James took a step closer to the old man. "Does he know anything about ships?"
"No."
"Has he ever even been on a ship?"
"No."
"Does he know anything about going to sea for three months?"
"No." His father removed a small, square, white piece of fabric and a white enameled box from his vest, took a pinch of snuff from the container, and delicately inhaled it. He viewed his son's reaction with calm assuredness. He sneezed into his white handkerchief, wiped his nose and replaced both the piece of white lawn and lace, and the box, into his pocket.
"Let me get this straight. I'm to take a novice on board the WHITE RAVEN, train him, keep him safe from my men...who will enjoy taunting and teasing him to no end since he is so green... sail my ship to Italy, and keep an eye out for pirates."

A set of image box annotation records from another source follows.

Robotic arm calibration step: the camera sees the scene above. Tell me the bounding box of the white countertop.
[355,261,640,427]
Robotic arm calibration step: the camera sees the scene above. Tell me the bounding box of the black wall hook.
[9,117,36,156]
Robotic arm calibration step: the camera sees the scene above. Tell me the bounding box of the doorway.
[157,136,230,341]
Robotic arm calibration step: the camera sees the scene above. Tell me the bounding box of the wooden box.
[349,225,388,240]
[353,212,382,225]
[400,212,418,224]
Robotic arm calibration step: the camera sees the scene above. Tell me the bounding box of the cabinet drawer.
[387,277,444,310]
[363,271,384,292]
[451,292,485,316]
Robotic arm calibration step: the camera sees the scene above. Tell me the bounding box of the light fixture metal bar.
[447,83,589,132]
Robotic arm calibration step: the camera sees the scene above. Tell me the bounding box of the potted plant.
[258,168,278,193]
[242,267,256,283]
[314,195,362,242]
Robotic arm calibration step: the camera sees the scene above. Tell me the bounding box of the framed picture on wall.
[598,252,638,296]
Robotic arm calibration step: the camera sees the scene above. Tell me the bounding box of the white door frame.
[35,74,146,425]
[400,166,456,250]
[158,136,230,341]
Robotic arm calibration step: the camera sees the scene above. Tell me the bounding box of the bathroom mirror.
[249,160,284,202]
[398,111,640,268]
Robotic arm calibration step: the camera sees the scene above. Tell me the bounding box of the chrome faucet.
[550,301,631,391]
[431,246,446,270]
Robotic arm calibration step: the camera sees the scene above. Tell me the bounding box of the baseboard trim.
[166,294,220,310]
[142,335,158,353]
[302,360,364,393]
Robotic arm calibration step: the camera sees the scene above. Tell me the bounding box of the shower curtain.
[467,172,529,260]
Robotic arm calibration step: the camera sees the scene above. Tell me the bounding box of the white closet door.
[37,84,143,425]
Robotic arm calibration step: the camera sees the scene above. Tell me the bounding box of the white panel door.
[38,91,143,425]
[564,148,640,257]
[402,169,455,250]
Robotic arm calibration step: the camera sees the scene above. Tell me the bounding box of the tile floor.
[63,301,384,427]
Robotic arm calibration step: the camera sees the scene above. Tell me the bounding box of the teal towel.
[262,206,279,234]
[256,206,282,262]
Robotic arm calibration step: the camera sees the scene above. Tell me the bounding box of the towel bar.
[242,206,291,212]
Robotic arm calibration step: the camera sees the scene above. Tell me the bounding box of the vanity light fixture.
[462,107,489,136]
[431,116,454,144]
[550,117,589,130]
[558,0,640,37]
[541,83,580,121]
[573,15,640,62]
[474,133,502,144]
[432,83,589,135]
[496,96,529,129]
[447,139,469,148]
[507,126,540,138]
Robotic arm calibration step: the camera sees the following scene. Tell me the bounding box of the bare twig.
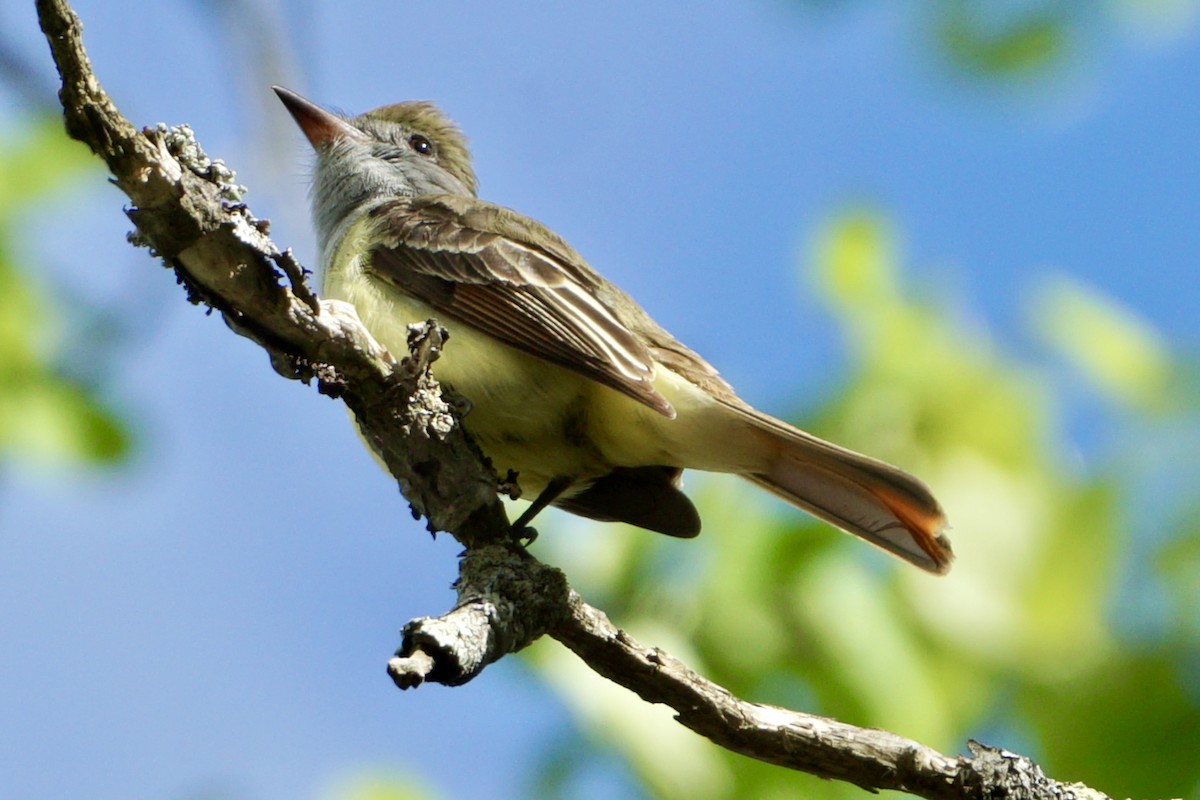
[37,0,1104,799]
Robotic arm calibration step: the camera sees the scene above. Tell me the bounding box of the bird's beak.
[271,86,366,150]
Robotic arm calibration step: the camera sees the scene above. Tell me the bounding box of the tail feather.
[739,408,954,573]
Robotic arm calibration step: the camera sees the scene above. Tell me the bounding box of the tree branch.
[37,0,1104,799]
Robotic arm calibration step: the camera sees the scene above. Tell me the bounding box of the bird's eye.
[408,133,433,156]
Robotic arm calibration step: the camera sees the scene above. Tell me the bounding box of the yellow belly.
[324,232,756,499]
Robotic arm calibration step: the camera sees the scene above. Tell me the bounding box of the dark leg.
[512,477,574,545]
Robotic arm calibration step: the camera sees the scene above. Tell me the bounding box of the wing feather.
[368,196,674,417]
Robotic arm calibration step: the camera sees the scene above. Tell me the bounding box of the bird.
[274,86,953,573]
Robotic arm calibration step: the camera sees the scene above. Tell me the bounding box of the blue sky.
[0,0,1200,799]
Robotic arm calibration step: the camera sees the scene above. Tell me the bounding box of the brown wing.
[368,194,674,417]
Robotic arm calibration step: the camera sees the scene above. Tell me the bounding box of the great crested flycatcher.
[275,86,953,572]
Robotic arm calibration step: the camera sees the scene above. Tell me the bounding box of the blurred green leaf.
[937,0,1072,78]
[525,209,1200,798]
[326,772,437,800]
[1032,276,1170,410]
[0,120,130,463]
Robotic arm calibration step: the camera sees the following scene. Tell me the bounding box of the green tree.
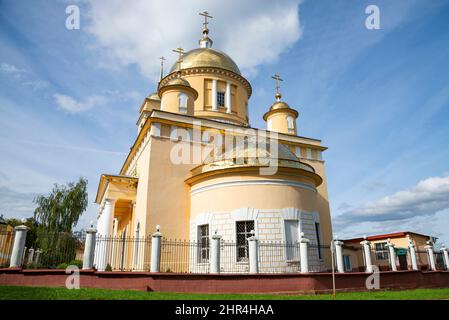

"Surely it isn't more than you can handle, " the old man said with a faint smile."You often regale me on your exploits and tell me repeatedly that you're capable of handling anything. Are you now telling me everything you've ever shared with me was fabrication?"
"My ability to handle a crisis has nothing to do with this! I've enough trouble on voyages, Father; you don't know... I won't do it." He turned back to the window, trying to release the animosity that still bubbled inside him. That emotion had risen to the surface too many times in the last eight months. It was time to let go of it...but it always seemed to linger so close to the top of his reactions to everything...too ready, too willing, too strong. He wasn't sure he could erase it now.
"The ship belongs to me. Have you forgotten that?" He waited until William James pivoted slowly to stare in icy warning at the man who had helped given him birth. That look had chilled many a man, had sent them quaking to their knees, but it didn't faze the man who sat majestically in his brocade chair. "It does not need you to be it's captain. I do not need you to be it's captain. Need I go further?"

"Damn you, " James muttered beneath his breath. Aloud, he demanded, "Why?"
"Someone is trying to kill him."
"I fail to see how that affects me."
"His father saved me trice during the war."
"So?"
"So? So!?" His father fought to calm himself. "There are times I cannot stand you, William James. And to think, your mother named you after three kings! Kings! If she could see you now. "If you weren't so much like your mother..." He stopped, changed his words. "When the young man was six, his father went to visit his estates in Wales. When he returned, he found the mother and son had been brutalized, had been kept locked up in the attic. Both of them had been..." The old man found he could not say the words. "Horace was gone two months. That whole time..." Again the old man couldn't finish the sentence. "The mother killed herself, soon after being rescued. The boy stopped talking, and has not spoken since."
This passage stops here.